Trevor Page, Paul Smith, Keith Beven, Francesca Pianosi, Fanny Sarrazin, Suzanna Almeida, Liz Holcome, Jim Freer and Thorsten Wagener
- The CREDIBLE Uncertainty Estimation (CURE) Toolbox is an open source MATLAB™ toolbox for uncertainty estimation aimed at scientists and practitioners who are not necessarily experts in uncertainty estimation. The toolbox focusses on environmental simulation models and employs a range of different Monte Carlo methods for uncertainty estimation. The methods are demonstrated with a range of modelling applications within workflow scripts. The scripts provide examples of how to utilise the CURE toolbox functions to help users definine their own workflow. The toolbox implementation aims to increase the uptake of uncertainty estimation methods within a framework designed to be open and explicit as well as to represent best practice in applying the methods included. Best practice in the evaluation of modelling assumptions and choices is included by the incorporation of a condition tree that allows users to record modelling assumptions and choices made. The assumptions and choices can be captured via use of a GUI which are subsequently recorded as an audit trail log. CURE has been developed in parallel with the sensitivity analysis toobox SAFE.

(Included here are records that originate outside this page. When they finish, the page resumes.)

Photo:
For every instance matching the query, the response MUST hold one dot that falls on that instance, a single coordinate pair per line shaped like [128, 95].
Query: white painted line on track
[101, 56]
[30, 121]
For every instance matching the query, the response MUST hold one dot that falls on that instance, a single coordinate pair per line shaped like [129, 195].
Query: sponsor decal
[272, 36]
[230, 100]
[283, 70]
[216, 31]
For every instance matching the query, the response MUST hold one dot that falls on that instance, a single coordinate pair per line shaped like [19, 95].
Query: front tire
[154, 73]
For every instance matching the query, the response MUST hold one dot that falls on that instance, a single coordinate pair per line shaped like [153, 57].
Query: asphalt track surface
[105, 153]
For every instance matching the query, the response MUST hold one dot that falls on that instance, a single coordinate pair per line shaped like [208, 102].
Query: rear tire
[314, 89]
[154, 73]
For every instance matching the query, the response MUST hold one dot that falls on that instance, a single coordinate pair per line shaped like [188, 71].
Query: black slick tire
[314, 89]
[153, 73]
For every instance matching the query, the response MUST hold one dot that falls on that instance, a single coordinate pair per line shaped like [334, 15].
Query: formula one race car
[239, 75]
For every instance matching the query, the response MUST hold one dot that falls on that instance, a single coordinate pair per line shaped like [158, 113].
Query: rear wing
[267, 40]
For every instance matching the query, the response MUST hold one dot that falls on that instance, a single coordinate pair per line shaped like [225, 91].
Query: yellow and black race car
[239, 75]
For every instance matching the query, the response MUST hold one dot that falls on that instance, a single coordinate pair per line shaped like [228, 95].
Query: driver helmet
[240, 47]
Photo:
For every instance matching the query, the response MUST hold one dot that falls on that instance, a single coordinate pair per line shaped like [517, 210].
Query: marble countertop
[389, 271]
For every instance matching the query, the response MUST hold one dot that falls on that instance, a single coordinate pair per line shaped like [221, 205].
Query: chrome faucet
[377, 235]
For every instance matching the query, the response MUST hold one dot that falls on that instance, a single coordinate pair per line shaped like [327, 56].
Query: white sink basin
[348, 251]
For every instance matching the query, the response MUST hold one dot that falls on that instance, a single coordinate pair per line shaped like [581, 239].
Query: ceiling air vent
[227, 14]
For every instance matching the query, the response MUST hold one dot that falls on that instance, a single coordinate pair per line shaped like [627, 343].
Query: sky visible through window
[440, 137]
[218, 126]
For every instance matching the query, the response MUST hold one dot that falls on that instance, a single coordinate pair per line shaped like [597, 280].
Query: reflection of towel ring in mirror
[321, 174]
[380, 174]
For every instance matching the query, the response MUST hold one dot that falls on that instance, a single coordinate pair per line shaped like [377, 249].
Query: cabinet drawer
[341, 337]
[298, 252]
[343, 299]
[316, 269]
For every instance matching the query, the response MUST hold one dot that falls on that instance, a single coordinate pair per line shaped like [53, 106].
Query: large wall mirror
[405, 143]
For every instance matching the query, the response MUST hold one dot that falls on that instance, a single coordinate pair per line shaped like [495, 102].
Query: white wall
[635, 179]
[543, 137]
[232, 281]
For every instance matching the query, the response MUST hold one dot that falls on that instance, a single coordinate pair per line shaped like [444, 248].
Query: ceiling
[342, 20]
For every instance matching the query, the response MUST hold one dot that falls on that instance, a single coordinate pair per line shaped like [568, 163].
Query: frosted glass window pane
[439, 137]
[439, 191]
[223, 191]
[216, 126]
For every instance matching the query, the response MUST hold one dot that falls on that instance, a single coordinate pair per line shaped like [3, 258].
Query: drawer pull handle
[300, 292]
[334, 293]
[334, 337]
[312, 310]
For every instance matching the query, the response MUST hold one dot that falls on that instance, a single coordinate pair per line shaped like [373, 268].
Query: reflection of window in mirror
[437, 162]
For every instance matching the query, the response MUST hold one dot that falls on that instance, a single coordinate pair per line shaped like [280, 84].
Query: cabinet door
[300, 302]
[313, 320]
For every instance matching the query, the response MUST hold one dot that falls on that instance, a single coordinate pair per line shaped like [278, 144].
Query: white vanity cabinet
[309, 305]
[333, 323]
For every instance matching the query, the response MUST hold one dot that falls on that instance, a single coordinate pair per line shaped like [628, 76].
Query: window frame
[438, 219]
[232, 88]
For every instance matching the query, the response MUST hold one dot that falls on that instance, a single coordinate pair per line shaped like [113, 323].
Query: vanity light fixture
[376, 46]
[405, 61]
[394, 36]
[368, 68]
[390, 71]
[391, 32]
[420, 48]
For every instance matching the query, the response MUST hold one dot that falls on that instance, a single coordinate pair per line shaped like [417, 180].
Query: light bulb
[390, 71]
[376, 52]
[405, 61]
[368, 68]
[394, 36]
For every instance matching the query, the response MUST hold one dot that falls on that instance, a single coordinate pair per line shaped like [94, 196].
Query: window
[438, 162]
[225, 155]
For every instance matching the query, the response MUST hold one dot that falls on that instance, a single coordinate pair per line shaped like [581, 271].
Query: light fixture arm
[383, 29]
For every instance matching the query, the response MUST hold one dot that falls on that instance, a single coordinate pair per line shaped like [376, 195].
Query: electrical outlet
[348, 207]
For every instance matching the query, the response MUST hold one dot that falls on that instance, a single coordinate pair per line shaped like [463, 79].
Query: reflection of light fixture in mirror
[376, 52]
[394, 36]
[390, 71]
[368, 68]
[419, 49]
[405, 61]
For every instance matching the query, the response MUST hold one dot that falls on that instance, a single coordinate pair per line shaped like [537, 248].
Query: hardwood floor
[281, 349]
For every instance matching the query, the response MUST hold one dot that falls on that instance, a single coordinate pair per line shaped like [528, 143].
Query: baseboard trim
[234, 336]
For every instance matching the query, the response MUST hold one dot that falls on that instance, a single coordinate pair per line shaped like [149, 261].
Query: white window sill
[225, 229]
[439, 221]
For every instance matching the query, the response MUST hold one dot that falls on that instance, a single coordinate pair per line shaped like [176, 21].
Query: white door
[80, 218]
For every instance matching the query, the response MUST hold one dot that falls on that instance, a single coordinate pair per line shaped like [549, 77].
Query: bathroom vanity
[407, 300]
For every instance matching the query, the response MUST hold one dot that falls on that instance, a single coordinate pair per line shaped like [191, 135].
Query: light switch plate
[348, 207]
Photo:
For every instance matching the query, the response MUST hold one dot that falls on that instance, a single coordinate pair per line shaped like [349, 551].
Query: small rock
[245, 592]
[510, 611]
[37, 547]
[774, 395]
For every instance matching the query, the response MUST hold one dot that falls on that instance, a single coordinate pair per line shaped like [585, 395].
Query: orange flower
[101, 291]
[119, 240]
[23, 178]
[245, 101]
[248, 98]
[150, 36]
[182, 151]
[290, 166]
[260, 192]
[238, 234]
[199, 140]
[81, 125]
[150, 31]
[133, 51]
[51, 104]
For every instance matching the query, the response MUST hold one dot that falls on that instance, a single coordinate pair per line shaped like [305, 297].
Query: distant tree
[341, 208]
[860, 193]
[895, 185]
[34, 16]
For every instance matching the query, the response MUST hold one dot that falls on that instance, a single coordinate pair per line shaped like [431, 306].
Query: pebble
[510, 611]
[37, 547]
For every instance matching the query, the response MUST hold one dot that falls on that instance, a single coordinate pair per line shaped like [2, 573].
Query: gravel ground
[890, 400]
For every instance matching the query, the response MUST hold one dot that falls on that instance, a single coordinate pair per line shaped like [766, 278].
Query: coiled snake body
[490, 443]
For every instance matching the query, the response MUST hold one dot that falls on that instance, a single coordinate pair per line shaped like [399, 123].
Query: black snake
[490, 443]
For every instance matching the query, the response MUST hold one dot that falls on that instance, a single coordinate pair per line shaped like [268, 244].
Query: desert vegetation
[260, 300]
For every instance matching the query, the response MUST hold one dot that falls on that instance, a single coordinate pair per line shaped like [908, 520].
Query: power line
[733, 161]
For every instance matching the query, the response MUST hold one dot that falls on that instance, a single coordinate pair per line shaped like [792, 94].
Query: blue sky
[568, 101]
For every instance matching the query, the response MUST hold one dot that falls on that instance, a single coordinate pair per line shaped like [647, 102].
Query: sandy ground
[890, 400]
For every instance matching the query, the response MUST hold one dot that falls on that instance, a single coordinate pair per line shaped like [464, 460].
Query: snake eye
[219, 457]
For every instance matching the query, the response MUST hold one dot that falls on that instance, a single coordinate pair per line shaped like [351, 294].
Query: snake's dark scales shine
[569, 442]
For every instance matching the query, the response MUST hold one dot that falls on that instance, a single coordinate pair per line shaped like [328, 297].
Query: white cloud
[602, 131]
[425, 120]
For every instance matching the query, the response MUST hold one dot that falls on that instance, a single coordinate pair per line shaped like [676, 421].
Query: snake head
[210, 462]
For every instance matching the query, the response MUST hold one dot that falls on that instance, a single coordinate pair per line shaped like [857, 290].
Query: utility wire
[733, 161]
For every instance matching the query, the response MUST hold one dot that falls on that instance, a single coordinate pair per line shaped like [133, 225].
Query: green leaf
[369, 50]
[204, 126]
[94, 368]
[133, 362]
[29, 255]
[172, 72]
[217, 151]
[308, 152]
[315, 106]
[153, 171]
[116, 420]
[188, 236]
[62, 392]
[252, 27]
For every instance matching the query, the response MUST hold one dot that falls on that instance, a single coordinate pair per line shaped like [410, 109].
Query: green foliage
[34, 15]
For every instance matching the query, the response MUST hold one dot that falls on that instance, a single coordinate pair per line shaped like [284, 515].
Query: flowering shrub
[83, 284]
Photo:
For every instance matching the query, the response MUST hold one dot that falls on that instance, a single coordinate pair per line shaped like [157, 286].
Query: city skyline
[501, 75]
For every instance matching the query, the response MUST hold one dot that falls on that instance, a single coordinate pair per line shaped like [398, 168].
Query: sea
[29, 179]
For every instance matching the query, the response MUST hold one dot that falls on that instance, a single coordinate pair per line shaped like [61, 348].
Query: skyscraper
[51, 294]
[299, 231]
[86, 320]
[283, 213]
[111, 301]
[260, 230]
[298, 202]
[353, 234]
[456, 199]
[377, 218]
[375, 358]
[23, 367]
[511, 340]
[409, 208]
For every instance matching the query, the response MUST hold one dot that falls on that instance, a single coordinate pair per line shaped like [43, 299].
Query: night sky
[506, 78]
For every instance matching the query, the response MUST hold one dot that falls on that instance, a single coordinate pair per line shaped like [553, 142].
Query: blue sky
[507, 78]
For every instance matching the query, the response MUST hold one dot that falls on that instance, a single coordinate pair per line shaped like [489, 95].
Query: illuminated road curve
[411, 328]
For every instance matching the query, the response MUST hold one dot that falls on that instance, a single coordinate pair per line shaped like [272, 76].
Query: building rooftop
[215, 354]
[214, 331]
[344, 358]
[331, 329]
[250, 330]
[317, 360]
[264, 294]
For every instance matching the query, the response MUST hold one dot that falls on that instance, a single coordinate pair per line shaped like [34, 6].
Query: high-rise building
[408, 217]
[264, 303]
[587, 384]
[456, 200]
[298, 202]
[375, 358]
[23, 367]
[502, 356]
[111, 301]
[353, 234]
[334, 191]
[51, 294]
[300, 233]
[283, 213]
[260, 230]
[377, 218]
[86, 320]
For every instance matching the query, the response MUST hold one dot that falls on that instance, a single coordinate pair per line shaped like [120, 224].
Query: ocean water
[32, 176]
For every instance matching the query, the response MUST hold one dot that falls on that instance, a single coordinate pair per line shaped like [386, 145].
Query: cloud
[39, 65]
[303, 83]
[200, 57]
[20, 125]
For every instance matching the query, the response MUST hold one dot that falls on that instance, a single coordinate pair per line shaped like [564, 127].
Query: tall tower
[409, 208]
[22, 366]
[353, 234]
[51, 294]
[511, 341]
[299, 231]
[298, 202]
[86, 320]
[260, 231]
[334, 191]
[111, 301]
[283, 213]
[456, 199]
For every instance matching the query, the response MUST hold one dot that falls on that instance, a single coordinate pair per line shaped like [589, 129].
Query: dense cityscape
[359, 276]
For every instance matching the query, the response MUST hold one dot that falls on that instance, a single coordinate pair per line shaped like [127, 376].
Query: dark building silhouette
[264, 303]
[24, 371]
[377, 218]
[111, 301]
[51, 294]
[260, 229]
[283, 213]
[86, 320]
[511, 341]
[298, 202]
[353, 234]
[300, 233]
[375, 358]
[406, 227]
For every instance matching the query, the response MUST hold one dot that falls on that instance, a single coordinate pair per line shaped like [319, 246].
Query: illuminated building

- CURE provides a set of Workflow Scripts that run functions to perform uncertainty estimation for a variety of different applications. The toolbox was developed as part of the CREDIBLE (Consortium on Risk in the Environment: Diagnostics, Integration, Benchmarking, Learning, and Elicitation) project to improve the handling of uncertainty for scientists and stakeholders.
CURE includes several methods including:
- Forward Uncertainty Estimation
- Generalised Likelihood Uncertainty Estimation (GLUE)
- Bayesian Statistical Methods
- as well as multiple methods for sampling the parameter space.
CURE has been developed for the MATLAB™ programming environment
- The development of CURE was supported by the UK Natural Environment Research Council through the Consortium on Risk in the Environment: Diagnostics, Integration, Benchmarking, Learning and Elicitation (CREDIBLE) [NE/J017450/1].